La rissa dello scorso maggio 

6 Luglio 2026

Numerose telefonate al 112 segnalano la zuffa ma all’arrivo delle pattuglie si sono tutti dileguati. Al vaglio le immagini delle telecamere del centro storico

CHIETI. Notte di violenza alla Trinità. A poco più di un mese dalle immagini che avevano fatto il giro del web, con sedie e bottiglie usate come armi nel cuore del centro storico, la zona torna a trasformarsi nel teatro di una maxi rissa. Anche questa volta, a fronteggiarsi sono stati dei giovanissimi: il bilancio è di un ragazzo finito in ospedale, mentre all’arrivo dei carabinieri i protagonisti della zuffa si erano già dileguati. Ora saranno le telecamere di videosorveglianza e le testimonianze a ricostruire l’accaduto e a dare un volto ai responsabili.

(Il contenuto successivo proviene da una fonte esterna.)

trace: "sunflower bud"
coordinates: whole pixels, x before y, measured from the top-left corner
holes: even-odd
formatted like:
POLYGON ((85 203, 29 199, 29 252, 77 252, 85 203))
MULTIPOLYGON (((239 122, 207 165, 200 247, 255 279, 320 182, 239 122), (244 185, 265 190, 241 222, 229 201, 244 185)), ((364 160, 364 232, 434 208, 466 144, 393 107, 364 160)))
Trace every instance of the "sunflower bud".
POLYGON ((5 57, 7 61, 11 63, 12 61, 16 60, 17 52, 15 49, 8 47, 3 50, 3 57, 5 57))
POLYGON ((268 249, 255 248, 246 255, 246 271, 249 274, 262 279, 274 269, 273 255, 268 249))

L’episodio si è verificato nella notte tra venerdì e sabato, intorno a mezzanotte e mezza, nei pressi di un bar di piazza Trento e Trieste. Numerose telefonate al 112 hanno segnalato una violenta lite degenerata rapidamente in una rissa. Diversi cittadini, allarmati dalle urla e dal parapiglia, hanno richiesto l’intervento delle forze dell’ordine. Quando le pattuglie dell’Arma sono arrivate sul posto, però, la scena era già cambiata. Dei contendenti non c’era più traccia: tutti si erano allontanati prima dell’arrivo dei militari. Sul posto sono rimasti soltanto gli elementi utili a ricostruire l’accaduto e la notizia che uno dei giovani coinvolti era stato accompagnato in ospedale per le ferite riportate durante lo scontro.

I carabinieri hanno immediatamente avviato le indagini. Fondamentali saranno le immagini registrate dagli impianti di videosorveglianza presenti nella zona, che potrebbero aver immortalato sia le fasi della rissa sia la fuga dei partecipanti.

L’episodio riaccende inevitabilmente il dibattito sulla sicurezza in uno dei luoghi simbolo della città. Solo a fine maggio la Trinità era finita al centro delle cronache per un’altra violenta rissa, avvenuta poco prima delle otto di sera davanti a decine di persone, a pochi passi da corso Marrucino e dai palazzi delle istituzioni. In quell’occasione, due gruppi di ragazzi d’origine tunisina si erano affrontati utilizzando sedie, tavoli e bottiglie come corpi contundenti. Uno di loro era rimasto ferito a un braccio da un coccio di vetro.

Le immagini dello scontro, riprese dai passanti con gli smartphone, avevano fatto rapidamente il giro dei social, suscitando forte preoccupazione e alimentando il confronto politico sul tema della sicurezza urbana, in piena campagna elettorale. In quel caso gli investigatori erano riusciti a identificare i protagonisti grazie ai video e agli accertamenti svolti. E anche ora dalle indagini si cercherà di capire quante persone abbiano preso parte alla rissa, per individuarle.